06 September 2016

Entrok



Judul           : Entrok
Penulis      : Okky Madasari
Penerbit      : Gramedia Pustaka Utama
ISBN          : 9789792255898
Jumlah hal : 282 hal.
Rating       : 4 of 5  stars



Awalnya saya bertanya-tanya, apa sih artinya entrok? setelah menyimak perbincangan pembacanya barulah tahu apa artinya dan membuat tertarik untuk membacanya.
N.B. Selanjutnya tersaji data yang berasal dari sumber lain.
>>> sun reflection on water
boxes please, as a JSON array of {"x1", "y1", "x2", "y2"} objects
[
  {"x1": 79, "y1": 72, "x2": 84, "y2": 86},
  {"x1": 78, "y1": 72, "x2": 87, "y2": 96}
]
Cerita bermula pada tahun 1950-an, tidak lama setelah kemerdekaan diproklamirkan, masa  itu rakyat hidup dalam kesulitan.  Marni anak perempuan yang beranjak remaja hidup serba kekurangan bersama ibunya di Singgetan sebuah tempat di pelosok Jawa Tengah, .ibunya bekerja sebagai pengupas singkong di pasar Ngranget. Marni ingin sekali memakai entrok ..ya entrok adalah sebutan untuk... BH.. yang biasa dipakai oleh perempuan sebagai penyangga dada. Saat itu entrok merupakan barang mahal hanya perempuan tertentu saja yang dapat memilikinya, sedangkan perempuan "biasa" hanya memakai kain untuk menutupi dadanya.Tentu saja ibunya menolak untuk membelikan karena  penghasilannya hanya cukup dipakai untuk makan seadanya.
Keinginan inilah yang membuat Marni bertekad untuk memilikinya. Marni adalah tipe perempuan yang pantang menyerah dan ktreatif. Dia berhasil mewujudkan keinginannya hasil dari usaha berjualan sayur mayur keliling kampung. Kemudian dia menikah dengan Teja teman sesama pekerja di pasar. Dibantu oleh Teja dia meneruskan usaha berjualan dengan penuh semangat.


Dari sinilah cerita mulai bergulir, perjuangan Marni dalam menjalankan usahanya; pertentangan dia dengan anaknya yang selalu tidak ada kesepahaman terutama dalam keyakinan dan kepercayaan; ketabahan dalam mengarungi pernikahan karena suaminya bukan orang yang bisa berpikir semua tergantung pada istrinya dan mulai sering mabuk dan berselingkuh;  usahanya untuk mengendalikan kesabaran dan mengatur siasat. dalam menghadapi tekanan dari aparat negara baik pejabat sipil atau militer yang selalu menjadikan dia sebagai sapi perahan.
Perseteruan antara Marni dan anaknya Rahayu ini dikisahkan dari sudut pandang mereka masing-masing.
Betapa sedih dan kecewanya Marni karena Rahayu tidak pernah mau mendengar kata-katanya bahkan selalu memarahi  ibunya sebagai orang yang berdosa dan sirik, karena masih menjalankan adat kebiasaan yang menurut gurunya perbuatan salah dan penuh dosa.

".....Dia bilang hanya Gusti Allah yang boleh disembah. Lha iya, tapi aku tahu Gusti Allah ya baru-baru  ini saja. Lha gimana mau nyuwun kalau kenal saja belum."   ( hal. 101 ).

Apapun yang terjadi Marni sayang pada Rahayu, selalu berusaha menyenangkan dan memenuhi segala kebutuhan anaknya.
Walaupun buta huruf Marni bertekad untuk menyekolahkan Rahayu anak semata wayang nya itu  untuk sekolah setinggi mungkin agar bisa menjadi pegawai, jabatan yang sangat terhormat saat itu.